A key message left by the PIACI Report of ORAU, DAR and ProPurús, is that strategic state actions (multilevel) and cross-border coordination are needed. It is clear that the special cross-sectoral regime has serious limitations, and current tools such as the sanctioning regime for non-compliance with the PIACI Law must be applied more effectively. In this scenario, it goes without saying that the bet is the strengthening of the administration of the indigenous and territorial reserves. Thus, priorities should be focused on addressing this emergency that puts in suspense the present and future of the native communities themselves, in addition to the PIACI.
As is well known, the PIACI are indigenous peoples who, in the exercise of their right to self-determination, have restricted, limited or are in the process of relating, to multiple degrees, with agents external to the territorial spaces they inhabit or through which they move. Considering the negative potential of the relationship with third parties, the Peruvian regulatory framework headed by Law No. 28736 – PIACI Law has recognized the figure of indigenous reserves as delimited lands to protect their rights, their habitat and the conditions that ensure their existence and integrity as peoples.
Currently, there are five (5) indigenous reserves and two (2) territorial reserves in the country, five (5) of these seven (7) reserves cover or are in the jurisdiction of Ucayali. Likewise, in order to guarantee the protection and survival of these peoples, the aforementioned PIACI Law established the special transsectoral regime that is in charge of the Vice-Ministry of Interculturality, of the Ministry of Culture. However, the information collected in the field shows limitations in the surveillance of indigenous reserves, as well as the existence and increase of multiple pressures associated with illicit activities such as illegal logging or drug trafficking.
The study highlights that since mid-2018 the presence of different groups of land traffickers and people dedicated to illicit crops, settled in tributaries or sub-tributaries of the Inuya and Mapuya basins, within the scope of the Murunahua Indigenous Reserves, became notorious. These nuclei, which come from the Andean region and the Apurimac, Ene and Mantaro River Valley (VRAEM), would be associated with the different drug trafficking networks that operate in Ucayali and that could compete with each other. These settlements, which are composed mostly of mestizo people and some indigenous people, settled mainly in Manitsi, Openpemashi, Flor de Contayo and Nuevo Renaco.

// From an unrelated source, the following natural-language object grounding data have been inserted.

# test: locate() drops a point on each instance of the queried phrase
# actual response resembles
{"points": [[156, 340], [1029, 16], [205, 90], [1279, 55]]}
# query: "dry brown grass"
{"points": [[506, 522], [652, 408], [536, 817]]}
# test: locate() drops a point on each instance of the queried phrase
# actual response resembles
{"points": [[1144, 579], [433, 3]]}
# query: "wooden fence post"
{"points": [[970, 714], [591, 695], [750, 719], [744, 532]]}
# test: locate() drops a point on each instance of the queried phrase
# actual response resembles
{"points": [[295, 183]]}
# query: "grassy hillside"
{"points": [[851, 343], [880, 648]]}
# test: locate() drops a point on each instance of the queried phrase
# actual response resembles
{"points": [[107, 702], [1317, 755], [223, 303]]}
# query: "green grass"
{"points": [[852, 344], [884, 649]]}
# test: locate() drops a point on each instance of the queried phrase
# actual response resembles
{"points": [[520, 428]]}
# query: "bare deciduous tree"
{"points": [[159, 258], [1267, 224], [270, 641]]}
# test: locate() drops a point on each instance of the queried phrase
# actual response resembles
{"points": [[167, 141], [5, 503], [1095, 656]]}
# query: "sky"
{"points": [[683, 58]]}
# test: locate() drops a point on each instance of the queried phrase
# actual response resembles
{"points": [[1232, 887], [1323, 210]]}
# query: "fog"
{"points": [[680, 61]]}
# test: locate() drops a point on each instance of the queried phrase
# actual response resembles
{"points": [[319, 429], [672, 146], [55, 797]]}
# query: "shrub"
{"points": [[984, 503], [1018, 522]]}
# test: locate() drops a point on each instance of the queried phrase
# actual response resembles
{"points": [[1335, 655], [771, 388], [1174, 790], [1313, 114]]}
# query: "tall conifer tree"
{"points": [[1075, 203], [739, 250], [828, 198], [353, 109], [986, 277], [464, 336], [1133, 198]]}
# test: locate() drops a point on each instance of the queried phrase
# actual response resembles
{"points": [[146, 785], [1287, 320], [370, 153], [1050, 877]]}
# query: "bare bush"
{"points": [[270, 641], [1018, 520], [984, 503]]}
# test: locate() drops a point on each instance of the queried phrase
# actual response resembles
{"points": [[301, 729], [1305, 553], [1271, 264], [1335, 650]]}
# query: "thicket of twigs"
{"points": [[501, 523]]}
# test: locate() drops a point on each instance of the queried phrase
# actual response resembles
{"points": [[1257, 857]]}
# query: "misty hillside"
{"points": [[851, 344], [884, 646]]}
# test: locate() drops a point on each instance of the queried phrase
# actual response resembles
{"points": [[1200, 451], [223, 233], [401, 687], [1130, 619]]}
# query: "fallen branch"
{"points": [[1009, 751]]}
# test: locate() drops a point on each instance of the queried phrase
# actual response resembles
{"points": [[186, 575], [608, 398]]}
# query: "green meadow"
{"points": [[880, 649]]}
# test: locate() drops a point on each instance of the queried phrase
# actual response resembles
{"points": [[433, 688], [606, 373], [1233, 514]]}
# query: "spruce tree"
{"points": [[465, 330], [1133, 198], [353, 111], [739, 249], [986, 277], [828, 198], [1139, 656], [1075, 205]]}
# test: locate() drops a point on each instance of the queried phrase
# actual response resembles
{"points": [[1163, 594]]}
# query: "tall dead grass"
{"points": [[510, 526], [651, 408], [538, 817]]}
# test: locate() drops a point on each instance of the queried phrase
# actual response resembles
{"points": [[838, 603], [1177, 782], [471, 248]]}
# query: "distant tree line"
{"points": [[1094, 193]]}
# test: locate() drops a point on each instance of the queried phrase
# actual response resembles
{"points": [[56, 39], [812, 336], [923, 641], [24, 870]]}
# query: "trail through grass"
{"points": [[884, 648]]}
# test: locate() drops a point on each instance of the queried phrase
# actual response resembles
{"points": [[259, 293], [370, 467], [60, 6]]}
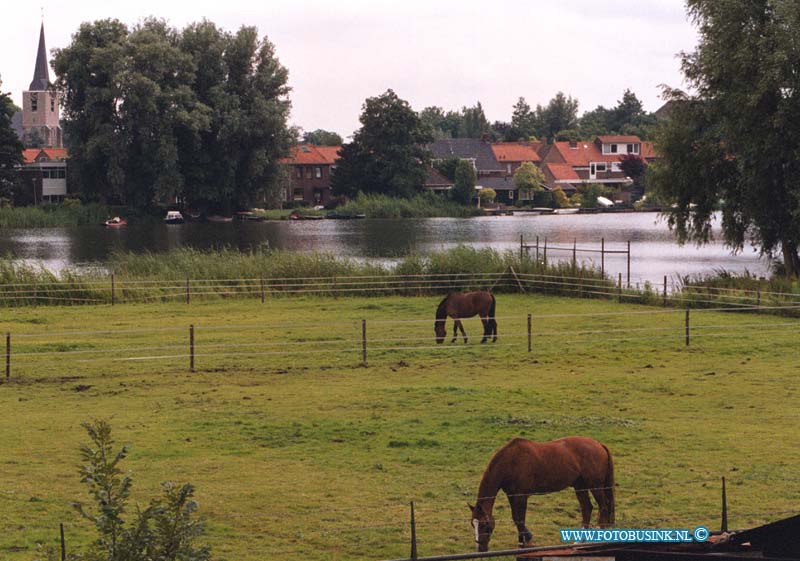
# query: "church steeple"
{"points": [[41, 75]]}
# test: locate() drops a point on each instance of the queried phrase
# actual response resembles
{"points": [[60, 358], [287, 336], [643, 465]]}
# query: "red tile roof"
{"points": [[33, 155], [582, 153], [619, 139], [562, 172], [648, 150], [309, 154], [516, 151]]}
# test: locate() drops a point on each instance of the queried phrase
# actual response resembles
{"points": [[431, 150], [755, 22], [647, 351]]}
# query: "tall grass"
{"points": [[423, 205], [197, 274], [50, 216]]}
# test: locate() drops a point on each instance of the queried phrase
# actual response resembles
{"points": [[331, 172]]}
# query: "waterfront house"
{"points": [[310, 169]]}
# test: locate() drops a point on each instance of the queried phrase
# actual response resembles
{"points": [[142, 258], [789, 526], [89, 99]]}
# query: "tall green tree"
{"points": [[321, 137], [559, 114], [523, 121], [464, 184], [387, 154], [10, 148], [737, 138], [153, 114], [528, 179]]}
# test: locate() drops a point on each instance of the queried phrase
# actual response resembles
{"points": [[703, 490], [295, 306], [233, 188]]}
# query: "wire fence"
{"points": [[377, 340], [570, 279]]}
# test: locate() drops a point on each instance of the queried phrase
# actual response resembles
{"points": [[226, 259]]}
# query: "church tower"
{"points": [[40, 116]]}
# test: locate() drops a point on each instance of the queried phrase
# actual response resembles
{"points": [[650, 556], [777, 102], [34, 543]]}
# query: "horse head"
{"points": [[483, 524]]}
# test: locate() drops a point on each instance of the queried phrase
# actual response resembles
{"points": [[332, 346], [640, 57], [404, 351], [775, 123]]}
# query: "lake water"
{"points": [[654, 252]]}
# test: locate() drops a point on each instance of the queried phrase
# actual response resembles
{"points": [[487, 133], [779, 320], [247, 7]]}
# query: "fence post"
{"points": [[574, 254], [191, 348], [364, 342], [629, 263], [413, 534], [545, 251], [724, 525], [687, 327], [603, 257], [529, 333], [261, 279]]}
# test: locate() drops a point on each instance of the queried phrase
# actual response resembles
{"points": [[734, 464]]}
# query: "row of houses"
{"points": [[566, 165]]}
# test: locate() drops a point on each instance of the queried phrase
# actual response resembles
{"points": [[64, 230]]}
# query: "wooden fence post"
{"points": [[191, 348], [574, 254], [629, 264], [603, 257], [364, 342], [261, 279], [529, 333], [687, 327]]}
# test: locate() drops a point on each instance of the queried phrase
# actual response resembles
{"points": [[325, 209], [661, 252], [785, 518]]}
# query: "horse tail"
{"points": [[493, 321], [609, 485]]}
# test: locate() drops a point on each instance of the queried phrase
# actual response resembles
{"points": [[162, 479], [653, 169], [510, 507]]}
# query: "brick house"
{"points": [[44, 176], [574, 163], [310, 169]]}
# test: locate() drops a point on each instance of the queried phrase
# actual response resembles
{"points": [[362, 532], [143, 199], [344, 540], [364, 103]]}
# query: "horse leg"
{"points": [[519, 507], [586, 506], [601, 497]]}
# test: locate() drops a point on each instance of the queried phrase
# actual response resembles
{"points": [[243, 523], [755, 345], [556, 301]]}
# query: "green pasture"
{"points": [[301, 452]]}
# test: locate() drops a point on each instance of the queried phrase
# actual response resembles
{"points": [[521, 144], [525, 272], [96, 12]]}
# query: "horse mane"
{"points": [[441, 311]]}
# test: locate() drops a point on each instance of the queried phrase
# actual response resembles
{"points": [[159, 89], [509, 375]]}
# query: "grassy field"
{"points": [[300, 452]]}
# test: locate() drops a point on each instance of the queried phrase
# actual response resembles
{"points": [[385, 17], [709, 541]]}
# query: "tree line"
{"points": [[152, 114]]}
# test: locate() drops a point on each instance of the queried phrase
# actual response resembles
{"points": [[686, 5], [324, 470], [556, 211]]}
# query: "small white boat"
{"points": [[173, 217]]}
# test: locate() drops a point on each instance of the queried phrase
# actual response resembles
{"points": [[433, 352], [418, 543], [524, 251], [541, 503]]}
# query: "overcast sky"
{"points": [[445, 53]]}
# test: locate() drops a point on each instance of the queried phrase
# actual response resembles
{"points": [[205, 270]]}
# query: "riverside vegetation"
{"points": [[312, 456]]}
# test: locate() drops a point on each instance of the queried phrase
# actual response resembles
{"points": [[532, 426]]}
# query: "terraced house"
{"points": [[572, 163]]}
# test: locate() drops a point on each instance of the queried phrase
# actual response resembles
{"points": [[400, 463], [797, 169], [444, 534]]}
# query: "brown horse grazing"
{"points": [[522, 468], [466, 305]]}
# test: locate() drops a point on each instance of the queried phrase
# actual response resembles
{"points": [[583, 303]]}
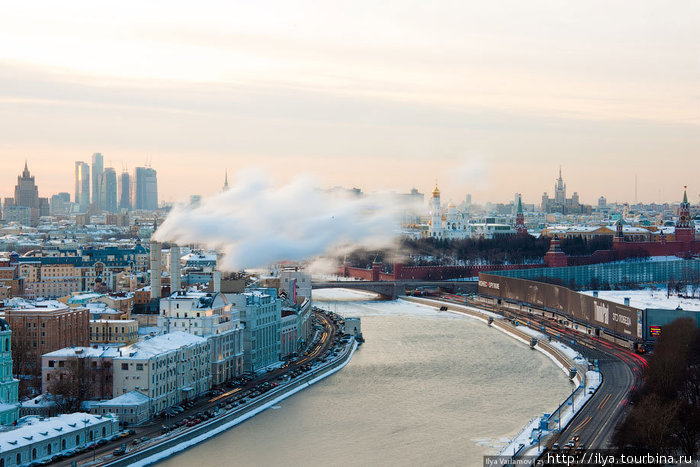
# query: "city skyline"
{"points": [[462, 93], [423, 186]]}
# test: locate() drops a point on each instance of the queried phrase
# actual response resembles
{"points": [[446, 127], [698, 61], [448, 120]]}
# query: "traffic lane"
{"points": [[153, 429]]}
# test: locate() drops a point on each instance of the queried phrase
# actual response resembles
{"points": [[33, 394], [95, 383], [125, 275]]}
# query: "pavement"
{"points": [[621, 368]]}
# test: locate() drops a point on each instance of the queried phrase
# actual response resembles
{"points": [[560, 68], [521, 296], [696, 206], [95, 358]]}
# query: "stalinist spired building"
{"points": [[560, 203], [9, 409]]}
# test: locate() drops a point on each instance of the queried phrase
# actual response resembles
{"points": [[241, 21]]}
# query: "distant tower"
{"points": [[685, 230], [435, 214], [520, 218], [155, 269], [225, 181], [555, 257], [619, 234]]}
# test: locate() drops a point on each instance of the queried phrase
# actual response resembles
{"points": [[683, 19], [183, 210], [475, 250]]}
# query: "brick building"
{"points": [[42, 327]]}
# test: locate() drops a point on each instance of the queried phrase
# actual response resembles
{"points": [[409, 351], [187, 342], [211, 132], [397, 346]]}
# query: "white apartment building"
{"points": [[169, 369], [261, 315], [208, 315]]}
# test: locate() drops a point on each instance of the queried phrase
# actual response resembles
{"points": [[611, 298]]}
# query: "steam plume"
{"points": [[255, 224]]}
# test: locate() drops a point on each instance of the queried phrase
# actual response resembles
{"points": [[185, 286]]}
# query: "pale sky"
{"points": [[487, 97]]}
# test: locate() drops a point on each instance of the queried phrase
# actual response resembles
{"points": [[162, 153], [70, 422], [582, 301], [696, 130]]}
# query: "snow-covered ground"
{"points": [[529, 435], [648, 298], [343, 295]]}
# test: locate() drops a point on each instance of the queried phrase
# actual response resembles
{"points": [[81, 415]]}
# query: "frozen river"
{"points": [[427, 388]]}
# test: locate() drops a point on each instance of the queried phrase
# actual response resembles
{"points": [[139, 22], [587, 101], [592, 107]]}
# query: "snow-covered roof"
{"points": [[131, 398], [103, 351], [161, 344], [47, 428], [648, 298]]}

Likewise, the report indicates that since 2018 there are repeated reports from the neighboring communities, about sightings of unknown planes that, between 3:00 a.m. and 5:00 a.m., move at low altitude and do not carry visible identification. In the information collected, there are references that in all sightings, the planes enter the Murunahua Indigenous Reserve, and leave it in the direction of Brazil. This situation would be repeated in the area of other Indigenous Reserves such as the Kakataibo, as it has also been denounced by local federations.

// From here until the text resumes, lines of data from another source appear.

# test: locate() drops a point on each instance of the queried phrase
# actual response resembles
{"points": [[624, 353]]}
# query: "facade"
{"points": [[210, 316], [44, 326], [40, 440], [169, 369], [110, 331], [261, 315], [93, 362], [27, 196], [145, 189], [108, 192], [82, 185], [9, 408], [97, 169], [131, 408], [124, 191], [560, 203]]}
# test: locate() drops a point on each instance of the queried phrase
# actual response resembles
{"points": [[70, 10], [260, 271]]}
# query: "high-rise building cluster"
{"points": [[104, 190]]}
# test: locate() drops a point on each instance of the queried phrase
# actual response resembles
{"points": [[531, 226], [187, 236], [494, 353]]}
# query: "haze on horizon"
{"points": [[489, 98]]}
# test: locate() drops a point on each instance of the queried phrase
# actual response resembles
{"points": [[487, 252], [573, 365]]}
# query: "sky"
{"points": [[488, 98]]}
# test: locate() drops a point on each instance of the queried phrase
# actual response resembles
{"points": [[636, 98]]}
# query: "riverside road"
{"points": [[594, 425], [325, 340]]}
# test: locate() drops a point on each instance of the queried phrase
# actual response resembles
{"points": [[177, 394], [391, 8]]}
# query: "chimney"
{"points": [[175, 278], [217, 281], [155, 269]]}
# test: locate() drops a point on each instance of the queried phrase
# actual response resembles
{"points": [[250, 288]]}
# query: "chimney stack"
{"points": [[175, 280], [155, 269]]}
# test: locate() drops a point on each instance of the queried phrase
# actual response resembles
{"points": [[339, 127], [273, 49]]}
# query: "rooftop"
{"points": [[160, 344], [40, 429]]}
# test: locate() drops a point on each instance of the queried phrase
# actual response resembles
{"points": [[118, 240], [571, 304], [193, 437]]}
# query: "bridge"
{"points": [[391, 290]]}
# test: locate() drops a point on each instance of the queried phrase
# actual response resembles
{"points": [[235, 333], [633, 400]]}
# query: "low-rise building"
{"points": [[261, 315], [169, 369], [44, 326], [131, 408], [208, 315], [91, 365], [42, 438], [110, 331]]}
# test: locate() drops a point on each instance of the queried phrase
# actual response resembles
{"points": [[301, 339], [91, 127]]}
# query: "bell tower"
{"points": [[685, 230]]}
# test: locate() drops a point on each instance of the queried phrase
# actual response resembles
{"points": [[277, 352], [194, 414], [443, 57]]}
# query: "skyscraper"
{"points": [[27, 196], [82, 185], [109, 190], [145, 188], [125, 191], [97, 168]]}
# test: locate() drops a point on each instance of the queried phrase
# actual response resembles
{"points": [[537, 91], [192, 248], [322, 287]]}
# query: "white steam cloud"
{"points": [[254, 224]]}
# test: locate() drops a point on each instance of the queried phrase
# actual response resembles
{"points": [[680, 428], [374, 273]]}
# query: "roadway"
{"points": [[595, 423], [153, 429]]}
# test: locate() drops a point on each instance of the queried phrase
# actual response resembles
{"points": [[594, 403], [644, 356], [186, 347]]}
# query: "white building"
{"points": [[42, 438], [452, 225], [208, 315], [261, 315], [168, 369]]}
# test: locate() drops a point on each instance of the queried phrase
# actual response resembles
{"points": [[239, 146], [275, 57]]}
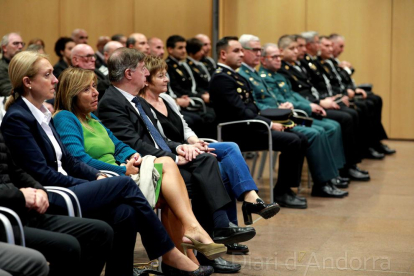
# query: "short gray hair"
{"points": [[5, 40], [285, 41], [246, 38], [309, 36], [121, 60], [267, 46]]}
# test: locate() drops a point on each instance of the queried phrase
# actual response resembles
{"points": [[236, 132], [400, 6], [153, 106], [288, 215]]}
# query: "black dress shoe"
{"points": [[145, 272], [357, 175], [373, 154], [359, 169], [262, 209], [339, 184], [385, 149], [219, 265], [237, 249], [292, 193], [233, 234], [327, 190], [289, 201], [201, 271], [344, 179]]}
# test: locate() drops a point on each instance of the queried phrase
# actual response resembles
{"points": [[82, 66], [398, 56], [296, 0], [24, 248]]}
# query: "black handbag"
{"points": [[279, 115]]}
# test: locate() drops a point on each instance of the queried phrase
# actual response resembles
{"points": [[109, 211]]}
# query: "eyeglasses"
{"points": [[89, 57], [275, 57], [16, 43], [255, 50]]}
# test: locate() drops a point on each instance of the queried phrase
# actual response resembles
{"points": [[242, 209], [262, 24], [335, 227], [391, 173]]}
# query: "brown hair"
{"points": [[71, 82]]}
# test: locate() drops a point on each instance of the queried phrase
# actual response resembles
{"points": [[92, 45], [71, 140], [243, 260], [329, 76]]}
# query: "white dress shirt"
{"points": [[43, 117]]}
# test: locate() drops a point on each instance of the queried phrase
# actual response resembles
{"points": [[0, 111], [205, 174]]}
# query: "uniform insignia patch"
{"points": [[312, 66]]}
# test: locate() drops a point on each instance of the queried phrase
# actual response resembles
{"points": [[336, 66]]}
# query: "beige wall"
{"points": [[379, 33], [51, 19], [379, 37]]}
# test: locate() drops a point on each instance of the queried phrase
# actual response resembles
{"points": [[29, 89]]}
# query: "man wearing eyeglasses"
{"points": [[11, 44], [321, 162], [84, 57]]}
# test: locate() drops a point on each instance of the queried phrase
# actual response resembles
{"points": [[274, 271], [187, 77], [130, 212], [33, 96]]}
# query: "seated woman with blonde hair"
{"points": [[29, 132], [89, 141]]}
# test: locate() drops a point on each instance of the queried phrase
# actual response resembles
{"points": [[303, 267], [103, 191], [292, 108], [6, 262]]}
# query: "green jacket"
{"points": [[282, 89], [262, 93]]}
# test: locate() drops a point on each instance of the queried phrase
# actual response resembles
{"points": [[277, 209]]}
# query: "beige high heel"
{"points": [[211, 250]]}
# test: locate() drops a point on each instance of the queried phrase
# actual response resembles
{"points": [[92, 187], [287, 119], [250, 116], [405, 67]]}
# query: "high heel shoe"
{"points": [[261, 208], [200, 271], [211, 251]]}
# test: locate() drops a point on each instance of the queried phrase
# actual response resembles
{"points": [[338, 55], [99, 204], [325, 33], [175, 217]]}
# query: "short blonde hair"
{"points": [[154, 65], [71, 82], [22, 65]]}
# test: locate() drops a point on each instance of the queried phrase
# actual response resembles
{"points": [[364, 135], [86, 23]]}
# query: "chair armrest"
{"points": [[252, 121], [301, 112], [196, 99], [66, 197], [109, 173], [5, 215]]}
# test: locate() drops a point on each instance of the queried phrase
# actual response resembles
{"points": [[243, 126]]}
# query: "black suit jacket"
{"points": [[232, 98], [117, 114], [32, 150]]}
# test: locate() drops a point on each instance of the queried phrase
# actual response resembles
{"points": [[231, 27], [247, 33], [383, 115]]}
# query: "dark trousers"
{"points": [[292, 146], [120, 202], [204, 174], [349, 130], [72, 246]]}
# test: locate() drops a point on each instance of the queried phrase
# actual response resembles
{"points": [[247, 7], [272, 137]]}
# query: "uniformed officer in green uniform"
{"points": [[282, 90], [320, 157]]}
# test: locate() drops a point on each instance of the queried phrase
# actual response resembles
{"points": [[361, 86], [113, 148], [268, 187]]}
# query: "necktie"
{"points": [[151, 128]]}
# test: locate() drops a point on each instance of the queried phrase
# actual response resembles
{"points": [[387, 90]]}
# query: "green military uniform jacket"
{"points": [[282, 90], [262, 93]]}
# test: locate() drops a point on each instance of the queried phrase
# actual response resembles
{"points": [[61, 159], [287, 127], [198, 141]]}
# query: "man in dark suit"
{"points": [[346, 71], [129, 118], [116, 200], [232, 99], [84, 57]]}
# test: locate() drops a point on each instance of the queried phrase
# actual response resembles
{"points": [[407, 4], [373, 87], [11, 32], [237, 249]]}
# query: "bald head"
{"points": [[109, 48], [156, 47], [138, 41], [102, 40], [80, 36], [206, 43], [83, 56]]}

These are not isolated events. There are recent journalistic investigations that account for the increase in pressures associated with drug trafficking in border areas between Peru and Brazil, as well as between Peru, Brazil and Colombia., involving criminal organizations such as cartels and others, which put in a state of anxiety the PIACI that inhabit these spaces, as well as the native communities themselves that are threatened or against whose reprisals are taken that limit their ability to denounce.